Francis (Own Wilson’s character) is the eldest who appears to struggle with control and insecurity for attention, possibly stemming from a mother who continuously abandons the trio. Peter (Adrien Brody’s character) is the middle child who is running from the fatherhood of his own having left his 7-month pregnant wife to join Francis’s adventure (despite not being a big fan of his elder brother). Jack (Jason Schwartzman’s character) is the youngest who writes stories based on his personal experience yet denies this fact and insists all characters and situations are purely fictional. 

If the brothers’ character trait of struggling with their individual insecurities wasn’t so clear, Anderson makes it a point to have the trio carry a few dozen suitcases (what I take to be emotional baggage) everywhere they go. 

Here:

And here:

And here:

You get the idea.

They are literally carrying bags around everywhere they go. Specifically, a set of suitcases owned by their father (the monogram of J.L.W on all the suitcases is their father).

So, despite the various snafus the trio get into throughout their journey, they continue to hold onto the inconvenient caseloads of baggage that seem to symbolize an inability to let go of their father. This possibly points to the Jungian behaviour of not being able to shed the symbolic effects of the paternal figure. Their father has passed (Freudian independence should’ve been achieved) but they’ve failed to claim their independence, preferring to stay in the shadows of the suitcase (unable to move away from the symbolic father per Carl Jung). 

The story eventually reaches a point (spoiler alert, seems redundant now though) where the brothers find their mother hidden away in the Himalayas. They confront her for not coming to their father’s funeral and going AWOL from their lives.

The day after being confronted, she disappears, leaving the brothers once again without a mother in their lives. But this time, the abandonment brings closure where the symbolic figure of the mother dies with the realization that she is just another human.

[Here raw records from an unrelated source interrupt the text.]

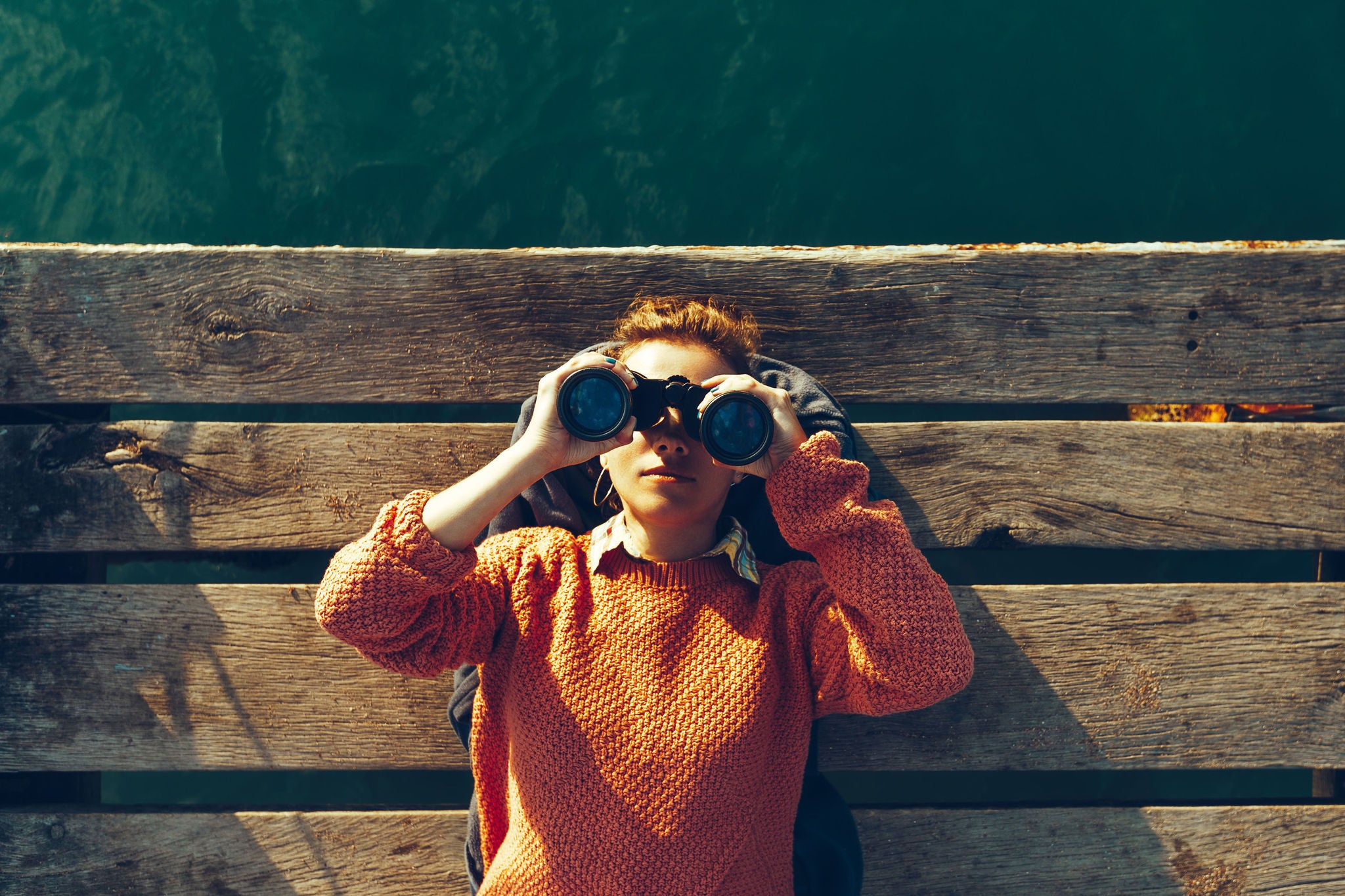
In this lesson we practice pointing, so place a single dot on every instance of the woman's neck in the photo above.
(671, 543)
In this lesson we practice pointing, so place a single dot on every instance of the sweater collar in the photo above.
(613, 535)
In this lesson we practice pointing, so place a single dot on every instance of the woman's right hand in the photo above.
(548, 440)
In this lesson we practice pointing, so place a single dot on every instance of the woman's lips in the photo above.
(667, 476)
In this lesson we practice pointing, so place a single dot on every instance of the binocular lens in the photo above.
(592, 406)
(735, 429)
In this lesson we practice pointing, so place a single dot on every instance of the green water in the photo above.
(576, 124)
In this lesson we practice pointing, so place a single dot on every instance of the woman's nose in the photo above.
(669, 436)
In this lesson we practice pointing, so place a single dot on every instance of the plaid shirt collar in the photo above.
(613, 534)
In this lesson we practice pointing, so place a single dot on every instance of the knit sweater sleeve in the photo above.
(879, 625)
(410, 605)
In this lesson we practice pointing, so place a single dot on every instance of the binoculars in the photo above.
(595, 403)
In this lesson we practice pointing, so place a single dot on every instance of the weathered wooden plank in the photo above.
(1136, 851)
(1124, 323)
(287, 853)
(155, 485)
(1102, 676)
(1128, 676)
(211, 676)
(1211, 851)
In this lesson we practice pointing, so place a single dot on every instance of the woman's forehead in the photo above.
(661, 360)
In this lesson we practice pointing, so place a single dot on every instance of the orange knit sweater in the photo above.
(643, 729)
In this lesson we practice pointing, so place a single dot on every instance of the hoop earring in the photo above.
(599, 501)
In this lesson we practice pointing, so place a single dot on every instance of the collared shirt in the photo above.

Not the god-like deity they came to revere her as but a normal and flawed human like themselves.

In a way, it seems the brothers had been using their mother as a lighthouse to guide them through the storm only to realize they need to get out of the cloud of their father’s absence themselves. The story concludes with the brothers successfully letting go of their father. They literally abandon the dozens of suitcases with their father’s initials on the train platform as they board a new train to continue their adventure. 

The final scene of embarking on a new adventure without their father’s suitcases appears to be each sibling’s willingness to participate in the journey of figurative self-acutalization. Francis learns to let go of desires to control and being the center of everything and earns the trust of his siblings as a result. Peter embraces fatherhood. Jack accepts his stories are based on his life experiences. 

I feel crass saying this is a “coming of age” story as I don’t know what Anderson intended but it has that effect. As someone who is caught between the worlds of Western individualism and Eastern familism, it’s a story that shines a light on my Western mind’s journey to independence while the Eastern half struggles with the perceived dishonouring of one’s moral duty. I doubt this is a struggle unique to myself but the Jungian logic of merely realizing one’s parents are normal, flawed humans like myself, seem too simple a feat to undo centuries of ingrained Confucian philosophy.

Still, it doesn’t mean one gives up and The Darjeeling Limited is one that continues to give me hope on my own journey.